Monday, December 11, 2006

All those people

Today I did something I don’t normally do. I drove around the exurbs of this godforsaken city. A lot. An appointment took me over hell’s outer acres. I normally have almost no commute, so I can’t complain about having to endure traffic. (My aggregate monthly commute miles are less than most people’s daily.) But one thought did strike me: What exactly are all these people doing and why are they doing so much of it?

True, I was one of those people, but I was just visiting. Sitting in traffic is one of the biggest wastes of time since penguin baseball without the ensuing bragging rights. Which leads me to think that anyone that believes mass transit is going to solve this problem needs to put the bong down. People are annoyed to the point of shortening their lives and wasting breathtaking amounts of time, and still volunteering to do it each day. We need something bigger than mass transit to get a handle on this one. I think the appropriate buzzword here is paradigm shift.

I’m not climbing on the global warming/anti-hydrocarbon economy/save the earth soap box. Also not talking about anti-capitalism; I’m a market champion to the point of being Libertarian. There is something bigger at work here. Humans weren’t meant to live like this. And by “like this” I mean spending inordinate amounts of our waking hours going back and forth to sit in little boxes to earn money to buy stuff. Somewhere along the line means and ends became inexplicably intertwined. When you break the chain of habit commanded by existence and think about it does this feel right to anybody out there?

I’m not espousing a return to the mythological “Good Old Days”. (Any time you hear someone use the term “Good Old Days” be wary.

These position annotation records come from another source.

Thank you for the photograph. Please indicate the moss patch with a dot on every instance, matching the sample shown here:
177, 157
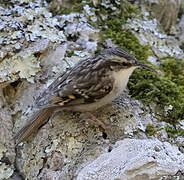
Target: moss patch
167, 89
152, 130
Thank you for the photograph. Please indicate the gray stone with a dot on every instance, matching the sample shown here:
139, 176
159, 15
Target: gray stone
133, 159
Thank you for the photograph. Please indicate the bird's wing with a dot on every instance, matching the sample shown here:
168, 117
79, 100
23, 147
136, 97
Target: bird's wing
82, 85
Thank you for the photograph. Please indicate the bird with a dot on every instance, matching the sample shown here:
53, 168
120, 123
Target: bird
88, 86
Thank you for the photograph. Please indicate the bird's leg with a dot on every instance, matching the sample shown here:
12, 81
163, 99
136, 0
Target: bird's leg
94, 120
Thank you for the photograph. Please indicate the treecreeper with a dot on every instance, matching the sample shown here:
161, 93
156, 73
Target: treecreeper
89, 85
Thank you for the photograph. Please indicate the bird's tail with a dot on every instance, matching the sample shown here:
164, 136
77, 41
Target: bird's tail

It’s a loaded term wielded by those that can’t envision a future worth creating.) There are parts of this modern world that are very much worth having. Mrs. Ares advocates something between neo-Amish and neo-luddism. I think that mightiest of modern writers got it just right:

We're consumers. We are by-products of a lifestyle obsession. Murder, crime, poverty, these things don't concern me. What concerns me are celebrity magazines, television with 500 channels, some guy's name on my underwear. Rogaine, Viagra, Olestra. F*** Martha Stewart. Martha's polishing the brass on the Titanic.